The top paragraph in the iOS note says “Location Services allows Apple and third-party apps and websites to gather and use information based on the current location of your iPhone or Apple Watch to provide a variety of location-based services. For example, an app might use your location data and location search query to help you find nearby coffee shops or theaters, or your device may set its time zone automatically based on current location.

This paragraph refers to use cases that use location at a point-in-time, such as when you perform a local search or when you switch your device on.

Movement features offered by iOS to device users

When you scroll further down the screen, you will see new additions that Apple has made over the last few releases. These include Traffic, Popular Near Me, Significant Locations, Location-Based Apple Ads, Location-Based Suggestions, Location-Based Alerts, Share My Location and HomeKit. These are services offered by Apple using information about user movement sent by the device in “an anonymous and encrypted form to Apple”.

Let’s take a closer look at one of these features called Significant Locations. Here is a screen recording of the feature on an iOS11 device. Get there from Settings => Privacy => Location Services => System Services => Significant Locations => Touch ID for security.

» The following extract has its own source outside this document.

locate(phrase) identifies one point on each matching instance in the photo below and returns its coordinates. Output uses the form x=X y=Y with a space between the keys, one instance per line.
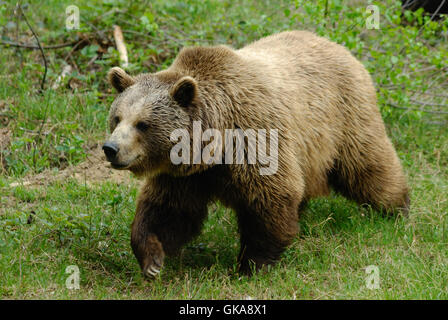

Apple’s description of the feature says: “Your iPhone will keep track of places you have recently been, as well as how often and when you visited them, in order to learn places that are significant to you. This data is transmitted end-to-end encrypted between your iCloud connected devices and will not be shared without your consent. It will be used to provide you with personalized services, such as predictive traffic routing, and to build better Photos Memories.

APIs offered by iOS to developers

iOS organizes its APIs into Core Location Services and Core Motion Services. Let’s take a closer look.

Core Location Services

The centerpiece of Core Location services is CLLocationManager. This is “the object that you use to start and stop the delivery of location-related events to your app”.

The most common use of CLLocationManager is to subscribe to changes in user’s location by specifying distance or time thresholds.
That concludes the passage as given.